David P. Reed dpreed at reed.com
Wed Dec 18 12:56:38 PST 2002


At 03:39 PM 12/18/2002 -0500, Roop Mukherjee wrote:
>I think your dark horses are longshots, probably with worse odds than one
>may imagine. With funding cuts the theme in most companies is get back to
>so called the customer demands.

Yup.  That's why they are darkhorses.  But they are also desperate in 
different ways, and willing to take risks for that reason.   The less 
desperate are not motivated to innovate radically.
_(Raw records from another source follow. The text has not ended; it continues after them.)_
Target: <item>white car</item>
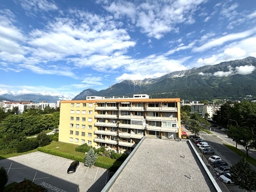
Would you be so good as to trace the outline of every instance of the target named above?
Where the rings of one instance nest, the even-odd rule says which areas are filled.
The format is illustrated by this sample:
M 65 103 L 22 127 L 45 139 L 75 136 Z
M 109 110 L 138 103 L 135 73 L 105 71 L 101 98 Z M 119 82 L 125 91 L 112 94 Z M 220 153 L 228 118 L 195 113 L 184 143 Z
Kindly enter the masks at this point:
M 220 175 L 220 179 L 227 184 L 235 183 L 234 182 L 231 180 L 231 175 L 229 173 L 227 173 L 224 175 Z
M 208 160 L 209 160 L 209 161 L 213 163 L 217 160 L 221 160 L 221 158 L 217 156 L 211 156 L 210 157 L 209 157 Z
M 209 145 L 201 145 L 198 148 L 202 150 L 204 148 L 211 148 L 211 147 Z

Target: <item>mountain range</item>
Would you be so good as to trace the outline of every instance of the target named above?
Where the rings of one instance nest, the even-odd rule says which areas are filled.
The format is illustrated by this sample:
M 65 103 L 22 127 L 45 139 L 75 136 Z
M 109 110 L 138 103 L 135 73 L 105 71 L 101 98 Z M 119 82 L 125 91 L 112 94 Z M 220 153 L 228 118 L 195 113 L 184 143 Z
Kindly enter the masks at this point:
M 256 100 L 256 58 L 248 57 L 173 72 L 156 79 L 124 80 L 100 91 L 84 90 L 72 100 L 84 100 L 92 95 L 132 97 L 138 93 L 148 94 L 151 98 L 180 98 L 188 100 L 241 100 L 246 95 Z M 71 99 L 40 94 L 0 95 L 0 100 L 56 102 L 67 99 Z
M 159 78 L 125 80 L 106 90 L 87 89 L 73 100 L 86 96 L 129 96 L 146 93 L 152 98 L 180 98 L 200 100 L 241 99 L 256 96 L 256 58 L 222 62 L 189 70 L 173 72 Z

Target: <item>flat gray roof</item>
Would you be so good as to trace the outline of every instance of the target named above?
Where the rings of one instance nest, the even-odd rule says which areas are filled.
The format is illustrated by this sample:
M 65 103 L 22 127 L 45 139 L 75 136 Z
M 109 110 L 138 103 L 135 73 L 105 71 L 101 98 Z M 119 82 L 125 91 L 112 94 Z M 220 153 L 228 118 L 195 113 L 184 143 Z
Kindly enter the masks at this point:
M 109 191 L 216 189 L 188 141 L 146 138 Z

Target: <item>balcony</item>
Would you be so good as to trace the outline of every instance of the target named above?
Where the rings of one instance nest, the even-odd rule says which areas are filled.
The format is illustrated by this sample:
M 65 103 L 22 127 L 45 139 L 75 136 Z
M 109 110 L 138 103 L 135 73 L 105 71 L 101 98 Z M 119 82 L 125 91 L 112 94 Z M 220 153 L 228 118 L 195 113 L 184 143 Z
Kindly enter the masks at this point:
M 95 118 L 118 118 L 116 115 L 108 115 L 108 114 L 105 114 L 105 115 L 98 114 L 98 115 L 96 115 L 95 116 Z
M 178 118 L 177 117 L 166 117 L 166 116 L 146 116 L 147 120 L 152 121 L 177 121 Z
M 116 145 L 117 141 L 115 140 L 111 140 L 110 139 L 103 139 L 103 138 L 94 138 L 94 142 L 100 142 L 103 143 L 109 143 L 113 145 Z
M 102 126 L 102 127 L 116 127 L 116 123 L 107 123 L 107 122 L 96 122 L 94 124 L 95 126 Z
M 94 131 L 95 134 L 101 134 L 105 135 L 112 135 L 112 136 L 117 136 L 116 131 L 103 131 L 103 130 L 95 130 Z
M 163 132 L 178 132 L 179 129 L 178 128 L 163 127 L 147 125 L 147 130 L 163 131 Z
M 137 145 L 137 143 L 132 143 L 119 141 L 118 145 L 124 146 L 124 147 L 135 147 Z

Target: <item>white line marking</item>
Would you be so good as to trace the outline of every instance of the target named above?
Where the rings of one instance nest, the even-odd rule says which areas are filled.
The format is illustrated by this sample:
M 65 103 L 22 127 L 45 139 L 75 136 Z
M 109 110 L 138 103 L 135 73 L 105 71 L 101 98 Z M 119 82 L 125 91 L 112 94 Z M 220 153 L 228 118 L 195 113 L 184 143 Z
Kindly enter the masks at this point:
M 85 175 L 86 175 L 88 169 L 89 169 L 89 167 L 87 167 L 87 170 L 86 170 L 86 172 L 85 172 L 85 174 L 84 174 L 84 177 Z
M 53 163 L 52 164 L 52 165 L 51 165 L 50 166 L 52 166 L 55 163 L 55 162 L 56 162 L 57 160 L 59 159 L 59 158 L 60 158 L 60 157 L 58 157 L 58 159 L 56 159 L 56 161 L 55 161 L 54 163 Z
M 94 177 L 94 180 L 95 180 L 95 179 L 96 179 L 96 176 L 97 176 L 97 174 L 98 173 L 98 171 L 99 171 L 99 167 L 98 167 L 98 169 L 97 170 L 95 177 Z
M 12 164 L 12 163 L 11 163 L 11 164 L 10 165 L 8 171 L 7 172 L 7 175 L 8 175 L 8 173 L 9 173 L 9 171 L 10 171 L 10 169 L 11 168 Z
M 65 163 L 65 161 L 66 161 L 66 160 L 67 160 L 67 159 L 65 159 L 64 162 L 62 163 L 61 165 L 60 165 L 60 166 L 58 168 L 58 169 L 59 169 L 59 168 L 60 168 L 60 167 L 61 166 L 61 165 L 63 164 L 63 163 Z M 58 169 L 57 169 L 57 170 L 58 170 Z
M 43 159 L 44 157 L 45 157 L 47 155 L 46 154 L 46 156 L 44 156 L 43 157 L 42 157 L 41 159 L 40 159 L 38 161 L 37 161 L 37 162 L 40 161 L 42 159 Z
M 35 174 L 35 176 L 34 176 L 34 179 L 33 179 L 33 182 L 34 182 L 34 180 L 35 180 L 35 178 L 36 177 L 36 173 Z
M 53 156 L 52 156 L 50 159 L 49 159 L 47 161 L 46 161 L 45 163 L 44 163 L 44 164 L 45 164 L 48 161 L 49 161 L 52 157 L 53 157 Z

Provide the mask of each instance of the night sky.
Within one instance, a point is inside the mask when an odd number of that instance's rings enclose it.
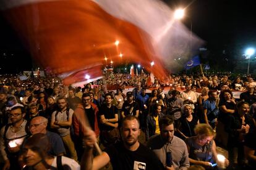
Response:
[[[173,9],[186,7],[182,23],[189,28],[192,23],[192,31],[206,41],[205,47],[215,54],[213,55],[220,54],[225,50],[228,53],[225,57],[236,59],[242,57],[246,47],[256,47],[256,12],[253,1],[163,1]],[[0,73],[30,70],[32,65],[29,52],[2,15],[0,25]],[[21,65],[22,60],[26,63]],[[10,62],[12,66],[7,67],[6,63]]]

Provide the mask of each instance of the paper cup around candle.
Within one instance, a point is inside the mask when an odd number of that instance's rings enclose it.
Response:
[[[217,155],[217,164],[218,166],[220,168],[225,168],[225,156],[222,155],[218,154]]]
>If anything they are hedging their bets
>more. As for startups, most of them are doing retrenching in their own
>ways.

I didn't mean existing startups.  I mean the ones that get going 
now.   Funding is hard, but that's good (who needs all the suited marketers 
with great credentials).


>Given the amount of persistance and conviction required for the next
>stage, my money would be on the almost infinite funding of some brach of
>U.S Military along with some academics.
>
>--roop
>_______________________________________
>www.shoshin.uwaterloo.ca/~bmukherj
>
>On Wed, 18 Dec 2002, David P. Reed wrote:
> >
> > Can Nokia, for example, do it?   Only if they are willing to bet heavily
> > against 3G, I think.  Nokia is actually one of my darkhorse big company
> > candidates, along with Nortel Wireless, HP, and Intel.
> >
> > Nope, I think this next  round is going to come from the startup and
> > university research guys, those who are willing to look at new 
> applications
> > and new directions.   And we'll probably have to invent some new home for
> > worldwide universal interoperability besides the IETF.